「僕は何時迄こっちに居ればいいんですか?」

(今はマスコミが騒ぎ立ててる真っ最中だからな。まあ、それでも半年やそこらのんびりしていれば、日本に戻って来れる。儂にしたって、そう永いこと君を遠くにやって置きたく無いからな。来週、ラスベガスへ行くから、その時には合流出来る。あんまり、羽目を外さんでくれよ)

「……」

(入金の確認が取れ次第、君への報酬を振り込んどくよ)

「……宜しくお願いします」

(ラスベガスでは、久し振りに水入らずに楽しめるな。ファハハハ)

「……」

 悍ましさを感じながら、青山は電話を切った。

 何が久し振りに水入らずだ、変態ジジイめ……

 ふん、冗談じゃねえぞ、まあ見てな……

 豚野郎が……

 吐き捨てるように独り言を呟いた。

 日本語の判らないボーイは、自分の態度を詰られたのかと思ったのか、不安気な表情で青山を窺っている。

 俺は女社長とは違う。

 豚の餌にはならねえ。豚は肥太ったら喰われりゃいいんだ。

 青山は、これ迄の間、滝沢の側に居ながら、チャンスを窺っていた。

 滝沢の資産を全部は無理としても、自分が頂く……

 全部頂いたって罰は当たらない。

 俺は、それ位の代償を貰えるんだ。

 加代子の会社に滝沢が目を付け、自分を差し向けてくれた時、これが狙っていたチャンスだと青山は思った。ニシダビューティクリニックの資産を思いのままにする事は訳も無かった。滝沢の力を利用すれば、どんな手も使えた。
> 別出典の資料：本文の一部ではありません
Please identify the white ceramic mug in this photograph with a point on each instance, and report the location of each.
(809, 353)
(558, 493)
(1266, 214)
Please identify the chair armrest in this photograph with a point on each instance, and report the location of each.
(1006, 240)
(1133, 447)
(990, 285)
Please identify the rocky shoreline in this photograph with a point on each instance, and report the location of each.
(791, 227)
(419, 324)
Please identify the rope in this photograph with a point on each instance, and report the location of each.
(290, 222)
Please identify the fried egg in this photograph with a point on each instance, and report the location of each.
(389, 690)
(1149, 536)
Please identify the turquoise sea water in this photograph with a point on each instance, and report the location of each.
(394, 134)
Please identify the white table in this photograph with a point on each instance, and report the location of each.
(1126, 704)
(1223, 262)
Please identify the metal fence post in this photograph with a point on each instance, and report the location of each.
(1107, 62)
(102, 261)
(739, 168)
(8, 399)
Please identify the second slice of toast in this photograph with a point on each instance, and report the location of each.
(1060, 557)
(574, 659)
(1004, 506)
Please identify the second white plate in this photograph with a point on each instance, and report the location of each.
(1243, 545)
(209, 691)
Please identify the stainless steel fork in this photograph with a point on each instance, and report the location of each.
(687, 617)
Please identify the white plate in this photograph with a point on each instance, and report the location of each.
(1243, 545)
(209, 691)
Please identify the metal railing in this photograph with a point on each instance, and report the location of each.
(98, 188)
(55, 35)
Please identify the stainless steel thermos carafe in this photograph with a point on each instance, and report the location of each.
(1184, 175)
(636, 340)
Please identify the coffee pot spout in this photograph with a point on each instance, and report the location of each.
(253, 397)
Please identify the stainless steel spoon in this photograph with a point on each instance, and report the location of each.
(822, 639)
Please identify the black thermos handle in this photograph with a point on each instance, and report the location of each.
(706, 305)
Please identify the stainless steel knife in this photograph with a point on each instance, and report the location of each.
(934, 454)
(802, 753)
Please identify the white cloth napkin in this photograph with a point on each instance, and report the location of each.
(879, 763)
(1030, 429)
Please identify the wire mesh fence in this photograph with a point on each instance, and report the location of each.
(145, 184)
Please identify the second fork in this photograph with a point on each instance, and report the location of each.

 問題はその後だ。時間が勝負になる。日本との時差。十数時間というタイムラグを利用し、滝沢の金をそっくり頂く。手配は出来ている。

 ラスベガスで会おうか……

 ふん、そんな日はもう来ないのさ……

 ビーチサイドにさっきから自分の方を見て意識している金髪美人が居るニューヨークのダイヤモンド取引所の開く時間迄まだ余裕がある。

 たまにはブロンドも悪くないか……

 青山はボーイを呼び、多めのチップを渡し一言、二言告げた。

 二分後、青山のビーチチェアーの横に、金髪の美人が座り、シャンパングラスを傾けていた。